- From: olivier Thereaux <ot@w3.org>
- Date: Fri, 18 Jan 2008 15:27:22 +0900
- To: Martin Duerst <duerst@it.aoyama.ac.jp>
- Cc: Tools dev list <public-qa-dev@w3.org>
Hi Martin,
I was doing some tests with IRIs in perl and your name kept cropping
up in documentation, so I was wondering if you could answer some of my
doubts. Do you know what the state of adoption of IRIs (and in
particular IDNs) in perl?
I have seen some IDN-related modules (e.g [1]) being released, but it
seems that the top obstacle to nicely handling IRIs in perl is that
the URI module [2] is not IRI-friendly. As my little test script
(attached, but not worth much) showed the URI constructor ignores and
trashes all non-ascii characters in the host [3].
[1] Net::IDN::Encode
[2] http://search.cpan.org/~gaas/URI-1.35/URI.pm
[3] http://search.cpan.org/~gaas/URI-1.35/URI.pm#CONSTRUCTORS
I was hoping I'd be able to 1) construct the URI object and THEN 2)
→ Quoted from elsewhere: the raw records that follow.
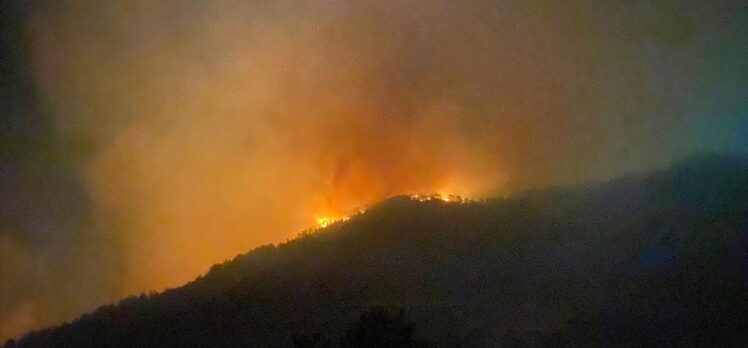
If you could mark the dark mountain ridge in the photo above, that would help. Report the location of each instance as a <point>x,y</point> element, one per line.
<point>656,259</point>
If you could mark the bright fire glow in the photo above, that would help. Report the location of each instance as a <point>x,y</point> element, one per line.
<point>323,222</point>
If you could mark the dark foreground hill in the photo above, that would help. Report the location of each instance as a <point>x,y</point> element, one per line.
<point>648,260</point>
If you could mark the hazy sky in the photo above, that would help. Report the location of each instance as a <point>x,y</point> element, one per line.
<point>143,141</point>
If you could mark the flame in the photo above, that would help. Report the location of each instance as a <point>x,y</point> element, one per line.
<point>443,197</point>
<point>326,221</point>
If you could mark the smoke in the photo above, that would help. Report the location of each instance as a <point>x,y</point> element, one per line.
<point>202,129</point>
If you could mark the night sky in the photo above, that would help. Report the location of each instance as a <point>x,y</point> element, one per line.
<point>143,141</point>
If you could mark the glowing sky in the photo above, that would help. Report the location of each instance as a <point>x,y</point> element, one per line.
<point>143,141</point>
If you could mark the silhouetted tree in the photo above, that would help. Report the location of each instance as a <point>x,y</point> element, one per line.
<point>380,328</point>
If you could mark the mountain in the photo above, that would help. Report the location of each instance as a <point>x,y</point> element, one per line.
<point>655,259</point>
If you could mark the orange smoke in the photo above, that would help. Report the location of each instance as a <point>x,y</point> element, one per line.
<point>243,128</point>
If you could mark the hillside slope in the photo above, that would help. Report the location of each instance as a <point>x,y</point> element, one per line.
<point>649,260</point>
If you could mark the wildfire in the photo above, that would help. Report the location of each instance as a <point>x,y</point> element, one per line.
<point>323,222</point>
<point>443,197</point>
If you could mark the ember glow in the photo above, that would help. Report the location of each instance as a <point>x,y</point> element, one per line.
<point>150,140</point>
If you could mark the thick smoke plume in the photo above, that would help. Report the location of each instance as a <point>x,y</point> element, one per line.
<point>198,130</point>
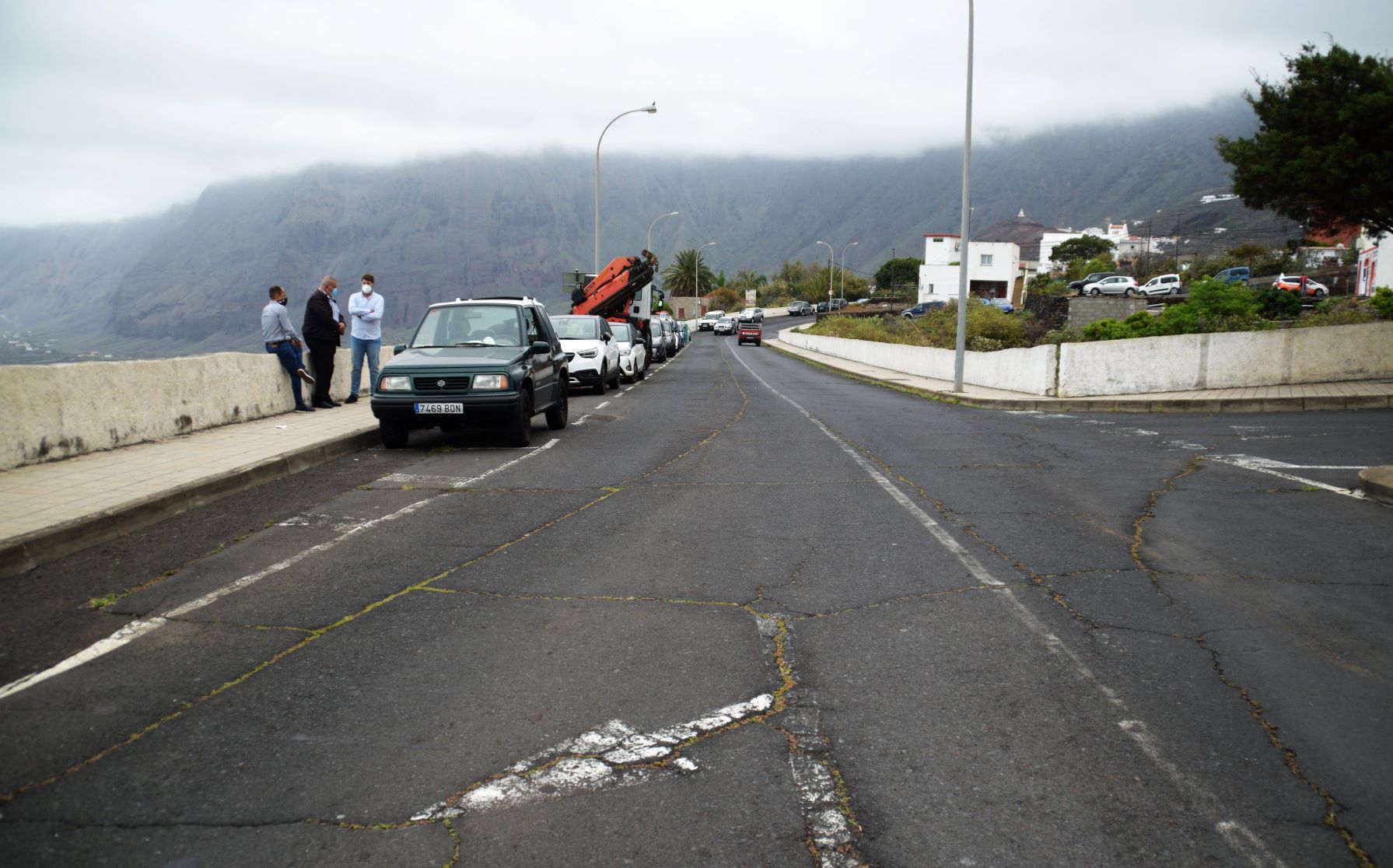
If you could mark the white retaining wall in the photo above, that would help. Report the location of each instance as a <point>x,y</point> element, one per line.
<point>1030,371</point>
<point>1230,360</point>
<point>56,411</point>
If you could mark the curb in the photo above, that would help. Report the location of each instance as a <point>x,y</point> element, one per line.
<point>24,554</point>
<point>1112,404</point>
<point>1377,484</point>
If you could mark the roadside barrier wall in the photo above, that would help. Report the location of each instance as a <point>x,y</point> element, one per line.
<point>1030,371</point>
<point>1230,360</point>
<point>58,411</point>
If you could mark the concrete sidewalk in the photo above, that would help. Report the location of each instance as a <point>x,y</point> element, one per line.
<point>1359,394</point>
<point>49,510</point>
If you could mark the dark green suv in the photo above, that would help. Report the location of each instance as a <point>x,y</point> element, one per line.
<point>484,361</point>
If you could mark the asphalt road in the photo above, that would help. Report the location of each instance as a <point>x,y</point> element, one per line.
<point>744,614</point>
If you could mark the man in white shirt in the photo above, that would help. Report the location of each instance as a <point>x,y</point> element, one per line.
<point>366,336</point>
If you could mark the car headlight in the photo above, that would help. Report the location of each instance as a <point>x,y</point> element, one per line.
<point>491,380</point>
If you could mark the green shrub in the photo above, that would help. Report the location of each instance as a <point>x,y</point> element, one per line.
<point>1382,301</point>
<point>1278,304</point>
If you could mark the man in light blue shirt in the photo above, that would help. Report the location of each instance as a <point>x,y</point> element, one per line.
<point>282,339</point>
<point>366,336</point>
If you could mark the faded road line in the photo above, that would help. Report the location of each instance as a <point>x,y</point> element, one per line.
<point>1233,834</point>
<point>139,627</point>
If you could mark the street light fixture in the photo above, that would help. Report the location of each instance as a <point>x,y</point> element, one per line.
<point>845,269</point>
<point>672,213</point>
<point>967,215</point>
<point>832,261</point>
<point>646,109</point>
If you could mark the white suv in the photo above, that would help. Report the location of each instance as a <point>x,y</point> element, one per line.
<point>1118,285</point>
<point>633,352</point>
<point>591,348</point>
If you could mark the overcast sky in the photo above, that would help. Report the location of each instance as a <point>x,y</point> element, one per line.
<point>127,107</point>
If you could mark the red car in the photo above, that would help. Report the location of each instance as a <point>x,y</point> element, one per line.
<point>1300,285</point>
<point>750,332</point>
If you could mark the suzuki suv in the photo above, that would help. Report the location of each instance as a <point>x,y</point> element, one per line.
<point>484,361</point>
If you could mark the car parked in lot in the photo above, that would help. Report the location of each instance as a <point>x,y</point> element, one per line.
<point>750,332</point>
<point>633,353</point>
<point>1301,286</point>
<point>1094,278</point>
<point>590,347</point>
<point>1160,285</point>
<point>489,361</point>
<point>1236,275</point>
<point>924,306</point>
<point>1118,285</point>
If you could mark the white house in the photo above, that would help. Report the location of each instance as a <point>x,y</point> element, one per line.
<point>1367,271</point>
<point>992,268</point>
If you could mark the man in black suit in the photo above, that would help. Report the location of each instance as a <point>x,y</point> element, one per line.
<point>322,327</point>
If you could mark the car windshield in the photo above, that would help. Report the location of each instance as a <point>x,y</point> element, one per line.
<point>473,325</point>
<point>577,327</point>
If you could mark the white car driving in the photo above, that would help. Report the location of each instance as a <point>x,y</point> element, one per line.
<point>633,353</point>
<point>1160,285</point>
<point>1118,285</point>
<point>591,350</point>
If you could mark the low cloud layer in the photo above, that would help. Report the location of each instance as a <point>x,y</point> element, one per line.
<point>116,109</point>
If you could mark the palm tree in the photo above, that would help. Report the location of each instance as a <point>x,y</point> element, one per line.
<point>677,278</point>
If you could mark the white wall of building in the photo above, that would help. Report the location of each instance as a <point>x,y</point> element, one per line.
<point>996,261</point>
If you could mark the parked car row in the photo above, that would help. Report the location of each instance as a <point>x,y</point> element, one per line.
<point>500,361</point>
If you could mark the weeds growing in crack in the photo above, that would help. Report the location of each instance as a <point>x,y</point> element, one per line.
<point>1151,513</point>
<point>1289,757</point>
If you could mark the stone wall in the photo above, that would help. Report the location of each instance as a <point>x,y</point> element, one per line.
<point>58,411</point>
<point>1086,310</point>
prepname and encode to punycode the hostname with something like:
$uri->host( domain_to_ascii($uri->host) );
but that won't work because by that time all the non-ascii characters
in the hostname have already been trashed by URI::Escape. The other
solution would be to first encode into punycode, then construct the
URI object, but that means reinventing the wheel and parsing the URI
by hand (to get the host part) first.
So, that's not satisfying. What is surprising me is that apparently
there is nothing in the tracker for this module mentioning IDNs and
punycode. Maybe noone has yet suggested to the module maintainers that
instead of trashing all non-ascii chars, they should be attempting a
punycode conversion?
Do you recall any such discussion? Have you already experimented in
this area?
Thanks.
--
olivier
Received on Friday, 18 January 2008 06:27:41 UTC